TRENTO. "L'affitto del teatro Sanbapolis era stato richiesto ed accordato agli inizi del mese alla società DolceVita Eventi che all'epoca non aveva specificato il dettaglio dell'iniziativa e il cast dei partecipanti alla festa musicale per Halloween. Proprio in nome della necessità di attenzione e controllo non appena il Centro ha saputo, più avanti, che tra i partecipanti all'evento ci sarebbe stato anche Niky Savage ed essendo a conoscenza dei problemi legati al suo messaggio musicale, ci si è premurati di chiedere agli organizzatori una serie di precise garanzie a tutela. Gli organizzatori si sono impegnati a rispondere positivamente alle nostre sollecitazioni nell'interlocuzione con artista, manager e casa discografica". Lo scrive, in una nota, il Centro Santa Chiara, in merito alla polemica suscitata dall'esibizione del rapper Niky Savage a Trento.
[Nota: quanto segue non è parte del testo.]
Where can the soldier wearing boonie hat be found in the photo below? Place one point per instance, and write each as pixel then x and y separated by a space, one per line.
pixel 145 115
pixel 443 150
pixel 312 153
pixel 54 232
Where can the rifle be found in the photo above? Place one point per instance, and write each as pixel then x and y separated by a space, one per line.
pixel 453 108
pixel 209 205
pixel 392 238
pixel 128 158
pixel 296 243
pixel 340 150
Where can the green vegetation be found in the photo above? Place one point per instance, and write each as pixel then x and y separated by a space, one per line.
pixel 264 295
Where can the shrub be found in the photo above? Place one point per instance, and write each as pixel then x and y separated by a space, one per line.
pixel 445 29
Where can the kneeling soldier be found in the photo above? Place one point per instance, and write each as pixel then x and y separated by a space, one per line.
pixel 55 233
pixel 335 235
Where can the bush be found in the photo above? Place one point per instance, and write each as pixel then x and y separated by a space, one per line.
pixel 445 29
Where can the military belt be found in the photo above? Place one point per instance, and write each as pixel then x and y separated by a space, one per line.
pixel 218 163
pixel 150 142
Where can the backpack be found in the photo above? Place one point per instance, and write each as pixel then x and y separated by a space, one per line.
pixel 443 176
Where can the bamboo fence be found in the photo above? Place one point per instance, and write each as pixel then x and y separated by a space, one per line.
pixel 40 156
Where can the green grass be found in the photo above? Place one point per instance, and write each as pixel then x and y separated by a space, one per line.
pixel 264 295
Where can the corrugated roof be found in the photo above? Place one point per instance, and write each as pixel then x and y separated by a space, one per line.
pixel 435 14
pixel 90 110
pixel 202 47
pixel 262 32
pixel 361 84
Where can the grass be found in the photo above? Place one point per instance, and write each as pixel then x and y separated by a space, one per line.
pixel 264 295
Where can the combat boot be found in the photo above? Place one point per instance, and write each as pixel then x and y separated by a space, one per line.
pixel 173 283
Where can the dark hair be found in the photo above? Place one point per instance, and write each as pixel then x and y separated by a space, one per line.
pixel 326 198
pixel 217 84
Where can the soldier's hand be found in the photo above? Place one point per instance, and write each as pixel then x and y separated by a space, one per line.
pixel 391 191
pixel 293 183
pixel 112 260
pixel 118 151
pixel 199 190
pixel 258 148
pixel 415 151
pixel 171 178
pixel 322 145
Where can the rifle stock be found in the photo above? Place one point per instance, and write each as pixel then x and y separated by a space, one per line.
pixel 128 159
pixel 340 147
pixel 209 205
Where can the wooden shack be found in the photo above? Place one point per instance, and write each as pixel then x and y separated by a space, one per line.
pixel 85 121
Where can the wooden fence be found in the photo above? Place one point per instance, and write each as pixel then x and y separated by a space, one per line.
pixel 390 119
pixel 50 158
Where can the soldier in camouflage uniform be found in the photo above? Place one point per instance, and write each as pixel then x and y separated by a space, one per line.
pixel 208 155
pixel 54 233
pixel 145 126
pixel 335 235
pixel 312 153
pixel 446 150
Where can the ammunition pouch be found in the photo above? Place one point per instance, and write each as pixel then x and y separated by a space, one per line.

"Si confida nella serietà e nella sensibilità dei privati che hanno organizzato la serata sulla quale ci sarà comunque la necessaria vigilanza", assicura il Centro culturale. La vice presidente, Sandra Matuella, è invece intervenuta per "rimarcare la mia più totale distanza dai contenuti di iniziative come questa, e voglio porgere la mia solidarietà a tutte le donne che sono vittime di violenza, non solo verbale".